Real heroes often die for a cause—the real ones that is. But the histories are written by those who survived. In what the Russians call the Great War, the Russians eulogize Marshall Zhukov. No doubt he was a great man. But what he did came at the great expense of his soldiers, not to mention the common folk caught in the way by either the German juggernaut or Zhukov’s great march westward to Berlin and Hitler in his bunker. Were these people who gave their very lives not the truer heroes?

We Americans have our Paul Revere, George Washington, Abraham Lincoln, and Jimmy Doolittle who led great battles, daring game-changing rides, or raids. How much help did they get? Tons—in both lives and exchequer—like Zhukov.

India doesn’t deify people, but they hold Mahatma Ghandi in the greatest possible esteem for throwing off the yoke of the British empire. So also, South Africa claims Nelson Mandela as it liberator. Neither commanded a great army as such. But they created and led movements requiring sacrifices that too often included death. All of these great gentlemen are given hero status by their kinfolk—and often by the world as well. Those sacrificed are rarely if ever celebrated or even mentioned in the pop history book accounts we are given during the march each of us takes on the road to citizenship in our society.

Let’s take the case of Paul Revere. He was lionized by Henry Wadsworth Longfellow in 1860 who wrote,“…through every Middlesex village and farm…” created a hero with his great moving poem. The truth is quite different in important detail.

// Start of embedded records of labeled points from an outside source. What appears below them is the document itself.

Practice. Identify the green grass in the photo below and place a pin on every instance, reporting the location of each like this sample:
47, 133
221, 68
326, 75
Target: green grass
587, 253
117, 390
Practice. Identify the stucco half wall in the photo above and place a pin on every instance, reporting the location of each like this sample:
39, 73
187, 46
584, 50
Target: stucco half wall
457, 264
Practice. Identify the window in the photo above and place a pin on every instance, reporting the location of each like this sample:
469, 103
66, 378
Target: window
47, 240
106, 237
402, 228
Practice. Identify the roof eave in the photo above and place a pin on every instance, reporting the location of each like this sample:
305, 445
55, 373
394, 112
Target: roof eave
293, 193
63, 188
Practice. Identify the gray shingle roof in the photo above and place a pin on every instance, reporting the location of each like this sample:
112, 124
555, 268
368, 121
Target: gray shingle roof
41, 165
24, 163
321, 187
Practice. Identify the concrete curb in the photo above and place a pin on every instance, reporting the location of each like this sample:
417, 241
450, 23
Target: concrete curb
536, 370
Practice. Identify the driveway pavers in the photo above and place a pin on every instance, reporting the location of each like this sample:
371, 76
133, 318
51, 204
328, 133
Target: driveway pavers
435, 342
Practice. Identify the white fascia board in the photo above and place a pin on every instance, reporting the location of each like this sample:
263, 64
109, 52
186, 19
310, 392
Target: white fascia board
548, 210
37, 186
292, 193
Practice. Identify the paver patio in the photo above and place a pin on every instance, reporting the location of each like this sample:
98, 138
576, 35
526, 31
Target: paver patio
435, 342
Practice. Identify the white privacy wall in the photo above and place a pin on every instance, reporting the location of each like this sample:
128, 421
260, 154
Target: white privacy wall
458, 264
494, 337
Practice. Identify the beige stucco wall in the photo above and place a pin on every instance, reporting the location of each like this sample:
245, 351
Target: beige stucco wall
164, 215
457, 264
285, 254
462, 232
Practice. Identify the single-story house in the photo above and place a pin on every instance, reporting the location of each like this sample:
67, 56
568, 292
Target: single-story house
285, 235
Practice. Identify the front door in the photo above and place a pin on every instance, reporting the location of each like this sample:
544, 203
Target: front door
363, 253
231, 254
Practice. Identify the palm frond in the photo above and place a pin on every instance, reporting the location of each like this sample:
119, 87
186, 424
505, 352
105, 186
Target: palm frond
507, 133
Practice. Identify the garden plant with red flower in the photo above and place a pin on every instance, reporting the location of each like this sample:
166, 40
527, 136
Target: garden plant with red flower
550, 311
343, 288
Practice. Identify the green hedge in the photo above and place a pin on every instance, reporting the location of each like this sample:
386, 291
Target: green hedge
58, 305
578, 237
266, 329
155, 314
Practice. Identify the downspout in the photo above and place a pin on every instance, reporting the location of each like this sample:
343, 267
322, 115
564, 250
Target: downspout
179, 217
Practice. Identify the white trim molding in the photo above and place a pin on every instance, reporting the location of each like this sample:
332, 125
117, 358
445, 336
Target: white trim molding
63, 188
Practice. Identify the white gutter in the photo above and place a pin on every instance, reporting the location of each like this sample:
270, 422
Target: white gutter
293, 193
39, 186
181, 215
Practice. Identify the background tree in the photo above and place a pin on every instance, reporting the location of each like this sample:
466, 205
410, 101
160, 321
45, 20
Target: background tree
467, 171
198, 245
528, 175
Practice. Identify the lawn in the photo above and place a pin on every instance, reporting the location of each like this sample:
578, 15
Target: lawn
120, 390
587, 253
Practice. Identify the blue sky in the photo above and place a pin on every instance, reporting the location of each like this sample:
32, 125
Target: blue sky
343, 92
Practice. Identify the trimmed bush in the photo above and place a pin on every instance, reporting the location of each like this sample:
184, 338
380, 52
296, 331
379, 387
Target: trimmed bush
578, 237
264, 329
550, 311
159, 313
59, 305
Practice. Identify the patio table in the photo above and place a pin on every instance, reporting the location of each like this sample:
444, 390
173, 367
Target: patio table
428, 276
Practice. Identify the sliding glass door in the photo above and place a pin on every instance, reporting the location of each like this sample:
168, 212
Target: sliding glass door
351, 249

Revere was a Bostonian, a silversmith by trade. But he knew Sam Adams, and John Hancock, as well as several other leaders of the Revolution. And he was in the thick of organizing resistance to the Redcoats. Revere’s main assignment was to alert Adams and Hancock of and about the nature of the British landing party. On his way, he alerted militia leaders who in turn alerted others. All this had been practiced beforehand. It was a stealth mission; there was no war cry, “The British are coming.” About sixty riders in all took part, both men and women. Yes women—a fact K12 history texts typically omit. One of those female patriots, Sybil Ludington, a militia commander’s daughter was perhaps the most gallant. She road 40 miles that night, warning militia leaders, double the distance covered by Revere.

Why do we revise history?

It happens again and again, even when the actual truth is even more interesting.

The victory that day was not the result of a Lone Ranger, but of a well-rehearsed rebellion of hundreds of people. People pulling together will beat the lone wolf every time.

So why, really, do we revise history?

Let’s us look in the mirror; what kinds of personality and character can we see?